Od albumu Billa Evansa "Conversations with Myself" (1963) solowe nagrania pianistów jazzowych cieszą się uznaniem i zainteresowaniem. Szczyt popularności osiągnęły improwizacje Keitha Jarretta wydane na albumie "The Köln Concert". Przyznam, że solowy album szwedzkiego pianisty Jana Lundgrena zauroczył mnie nie mniej niż wspomniane nagrania mistrzów.
Jan Lundgren zadebiutował w 1994 r. płytą "Conclusion" i szybko zaczął budować karierę jednego z najciekawszych skandynawskich pianistów.
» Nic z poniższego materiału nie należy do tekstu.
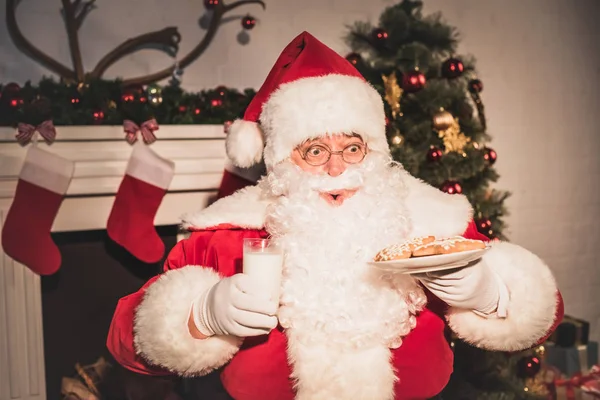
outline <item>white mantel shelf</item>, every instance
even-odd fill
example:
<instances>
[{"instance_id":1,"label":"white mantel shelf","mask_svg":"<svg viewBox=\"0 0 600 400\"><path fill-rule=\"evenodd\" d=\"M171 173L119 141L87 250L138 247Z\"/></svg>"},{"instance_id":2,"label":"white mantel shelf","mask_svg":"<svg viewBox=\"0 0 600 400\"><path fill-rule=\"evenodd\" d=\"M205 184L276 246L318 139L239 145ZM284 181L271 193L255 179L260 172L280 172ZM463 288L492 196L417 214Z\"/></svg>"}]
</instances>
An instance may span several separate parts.
<instances>
[{"instance_id":1,"label":"white mantel shelf","mask_svg":"<svg viewBox=\"0 0 600 400\"><path fill-rule=\"evenodd\" d=\"M57 126L56 141L38 146L75 162L53 232L105 229L131 153L121 126ZM0 128L0 225L12 203L28 146ZM155 225L179 223L206 207L226 162L221 125L162 125L151 148L175 162L175 176ZM34 244L32 244L34 245ZM60 396L56 393L56 398ZM0 400L45 400L40 278L0 248Z\"/></svg>"}]
</instances>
Nagrał pięć albumów dla ACT Music, występował ze sławami: Johnnym Griffinem, Bennym Golsonem i Jamesem Moodym.
Solowy "Man in the Fog" pokazuje romantyczną stronę Jana Lundgrena. Choć sięgnął także po tematy innych twórców, jak Gabriel Faure, Leo Delibes, Jerry Goldsmith (temat z filmu Polańskiego "Chinatown"), to "View of P" czy temat tytułowy świadczą o talencie kompozytorskim pianisty.
Jan Lundgren jest trzecim po Bobo Stensonie i Esbjörnie Svenssonie szwedzkim pianistą zasługującym na wsłuchanie się w jego wizje. Przesłonięte nieco tytułową mgłą, ale jakże silnie pobudzające wyobraźnię. Jego improwizacji można słuchać bez końca, nasycają przestrzeń pozytywnymi wibracjami, nastrajają nostalgicznie, pozwalają myśleć o muzyce z tkliwością.